Ancient Metagenomic Resources

Following the earlier chapters, you should now be familiar with the basic concepts of the practical aspects of the ancient metagenomic project. However, as with all bioinformaticians, we like to automate as much of our work as possible. In this chapter, we will introduce you to some of the dedicated resources to address this, covering both where and how to find ancient metagenomic data, but also how to speed up the analyses introduced earlier through automated pipelines.

Accessing Ancient Metagenome Data

Finding relevant comparative data for your ancient metagenomic analysis is not trivial. While palaeogenomicists are very good at uploading their raw sequencing data to large sequencing data repositories such as the EBI’s ENA or NCBI’s SRA archives in standardised file formats, these files often have limited metadata. This often makes it difficult for researchers to search for and download relevent published data they wish to use use to augment their own analysis.

AncientMetagenomeDir is a community project from the SPAAM community to make ancient metagenomic data more accessible. We curate a list of standardised metadata of all published ancient metagenomic samples and libraries, hosted on GitHub. In this chapter we will go through how to use the AncientMetagenomeDir repository and associated tools to find and download data for your own analyses. We will also discuss important things to consider when publishing your own data to make it more accessible for other researchers.

Ancient Metagenomic Pipelines

Analyses in the field of ancient DNA are growing, both in terms of the number of samples processed and in the diversity of our research questions and analytical methods.

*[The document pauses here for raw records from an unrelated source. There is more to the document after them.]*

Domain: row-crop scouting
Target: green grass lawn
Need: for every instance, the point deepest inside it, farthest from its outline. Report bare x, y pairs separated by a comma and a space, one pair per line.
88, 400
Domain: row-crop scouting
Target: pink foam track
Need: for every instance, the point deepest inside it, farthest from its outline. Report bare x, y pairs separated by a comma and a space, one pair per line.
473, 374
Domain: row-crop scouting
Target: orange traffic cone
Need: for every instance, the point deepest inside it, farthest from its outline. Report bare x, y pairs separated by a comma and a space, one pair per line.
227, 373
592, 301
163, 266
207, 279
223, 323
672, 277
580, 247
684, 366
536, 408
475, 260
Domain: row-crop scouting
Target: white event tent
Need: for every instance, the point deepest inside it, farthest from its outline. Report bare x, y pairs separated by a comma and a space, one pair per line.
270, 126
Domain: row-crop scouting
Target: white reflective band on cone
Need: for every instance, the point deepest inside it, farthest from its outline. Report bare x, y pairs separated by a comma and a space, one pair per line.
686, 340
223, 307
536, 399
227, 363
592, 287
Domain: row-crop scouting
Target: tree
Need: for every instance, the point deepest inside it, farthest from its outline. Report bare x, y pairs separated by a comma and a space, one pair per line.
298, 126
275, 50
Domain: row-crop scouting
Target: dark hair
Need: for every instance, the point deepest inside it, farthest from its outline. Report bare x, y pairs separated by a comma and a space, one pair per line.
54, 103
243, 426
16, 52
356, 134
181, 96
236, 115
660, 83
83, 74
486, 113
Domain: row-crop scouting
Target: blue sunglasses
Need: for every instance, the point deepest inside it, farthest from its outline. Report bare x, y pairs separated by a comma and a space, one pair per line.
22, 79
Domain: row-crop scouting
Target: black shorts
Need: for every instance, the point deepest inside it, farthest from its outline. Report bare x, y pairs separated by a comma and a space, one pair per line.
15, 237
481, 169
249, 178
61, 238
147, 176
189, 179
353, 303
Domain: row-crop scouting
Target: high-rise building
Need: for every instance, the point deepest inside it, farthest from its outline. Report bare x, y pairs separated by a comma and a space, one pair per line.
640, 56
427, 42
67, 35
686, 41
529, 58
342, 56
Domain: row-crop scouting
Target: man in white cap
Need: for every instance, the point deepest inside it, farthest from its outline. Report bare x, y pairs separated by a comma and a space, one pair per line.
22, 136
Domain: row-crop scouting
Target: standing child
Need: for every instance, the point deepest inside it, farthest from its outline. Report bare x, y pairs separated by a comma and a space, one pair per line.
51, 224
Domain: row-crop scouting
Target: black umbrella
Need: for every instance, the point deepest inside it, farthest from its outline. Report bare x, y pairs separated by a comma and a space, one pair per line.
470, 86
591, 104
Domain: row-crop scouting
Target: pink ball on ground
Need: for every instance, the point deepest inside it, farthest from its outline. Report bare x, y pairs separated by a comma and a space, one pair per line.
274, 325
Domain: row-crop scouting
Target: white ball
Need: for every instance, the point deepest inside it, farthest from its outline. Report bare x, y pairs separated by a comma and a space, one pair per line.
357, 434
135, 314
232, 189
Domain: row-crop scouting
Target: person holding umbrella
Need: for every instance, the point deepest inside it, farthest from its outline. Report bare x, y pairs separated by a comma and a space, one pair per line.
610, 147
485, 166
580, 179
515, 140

Computational pipelines are a solution to the challenges of big data, helping researchers to perform analyses efficiently and in a reproducible fashion. Today we will introduce nf-core/eager, one of several pipelines designed specifically for the preprocessing, analysis, and authentication of ancient next-generation sequencing data.

In this chapter we will learn how to practically perform basic analyses with nf-core/eager, starting from raw data and performing preprocessing, alignment, and genotyping of several Yersinia pestis-positive samples. We will gain an appreciation of the diversity of analyses that can be performed within nf-core eager, as well as where to find additional information for customizing your own nf-core/eager runs. Finally, we will learn how to use nf-core/eager to evaluate the quality and authenticity of our ancient samples. After this session, you will be ready to strike out into the world of nf-core/eager and build your own analyses from scratch!